Au cours des dernières décennies, les statistiques sur l’économie informelle ont mis en lumière l’augmentation de la main-d’œuvre informelle, estimée à 2 milliards de travailleurs dans le monde, et l’importance de leur contribution.
Parmi les solutions envisagées pour relever le défi, figurent la mise en place d’un cadre de réglementation, la formation et la création d’un conseil de l’économie informelle. Formaliser l’économie informelle signifie étendre la reconnaissance, la visibilité, les opportunités économiques, la protection sociale et la vigilance requise pour les travailleurs de ce secteur.
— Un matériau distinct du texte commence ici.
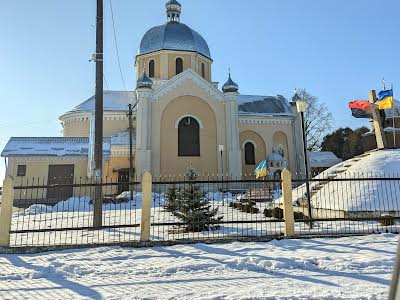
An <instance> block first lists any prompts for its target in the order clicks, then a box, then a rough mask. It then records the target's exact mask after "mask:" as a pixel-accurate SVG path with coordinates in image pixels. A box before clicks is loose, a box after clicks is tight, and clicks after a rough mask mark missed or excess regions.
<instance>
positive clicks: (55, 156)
mask: <svg viewBox="0 0 400 300" xmlns="http://www.w3.org/2000/svg"><path fill="white" fill-rule="evenodd" d="M8 159H12V160H15V161H24V162H31V161H71V160H80V161H87V160H88V158H87V157H86V156H9V157H8Z"/></svg>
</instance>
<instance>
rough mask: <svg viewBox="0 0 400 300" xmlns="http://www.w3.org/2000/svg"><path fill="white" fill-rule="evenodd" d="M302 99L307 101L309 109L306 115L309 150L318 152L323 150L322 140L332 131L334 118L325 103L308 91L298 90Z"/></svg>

Cela passe par le développement des capacités et de la force organisationnelle des acteurs pour qu’ils revendiquent leur droit en tant que travailleurs et citoyens.
Malgré sa faible contribution dans l’économie nationale et son rôle d’amortisseur social, les acteurs de l’économie informelle sont exclus du système de protection sociale. Ne figurant sur aucun registre fiscal et d’immatriculation de l’Etat, ces acteurs économiques ne peuvent pas accéder aux mécanismes de financement, de formation et d’accompagnement mis en place par l’Etat, d’où la nécessité d’explorer les pistes de solutions pour la transition des acteurs informels vers le formel, à travers le recensement, les offres de formation et l’accès au crédit. Il faut aussi cerner les problèmes qui minent ce domaine, en vue de dégager une feuille de route nécessaire à l’élaboration de la politique nationale de l’économie informelle.
Le secteur de l’économie informelle nécessite la mise en place des fonds de microcrédit pour le secteur informel, afin de mener des campagnes de sensibilisation à l’importance de la formalisation, de créer des mécanismes d’accès aux financements, de digitaliser les opérations de financement des acteurs de l’économie informelle et d’accéder aux financements pour assurer l’uniformisation et la catégorisation des taxes dans les marchés domaniaux. Cela permettra d’assurer l’accompagnement financier, matériel et technique des femmes, en vue de garantir la croissance inclusive et durable visée par le Plan National de Développement (PND) 2022-2026. Il s’agit également de définir la feuille de route pour l’élaboration de la politique nationale de l’économie informelle au Congo, dans le but de donner une réponse aux attentes de l’Organisation Internationale du Travail (OIT).
Par la lettre N°0056/MEF du 2 novembre 2022, la République du Congo a manifesté son intérêt pour adhérer au Fonds de Solidarité Africaine. Ce fonds se réalise sous forme de garantie, de refinancement et de caution accordée aux banques congolaises. Cela facilitera non seulement le financement adéquat des projets portés par les petites et moyennes entreprises industrielles, mais aussi le soutien du trésor public dans la mobilisation de l’épargne domestique auprès des systèmes bancaires et sur le marché financier.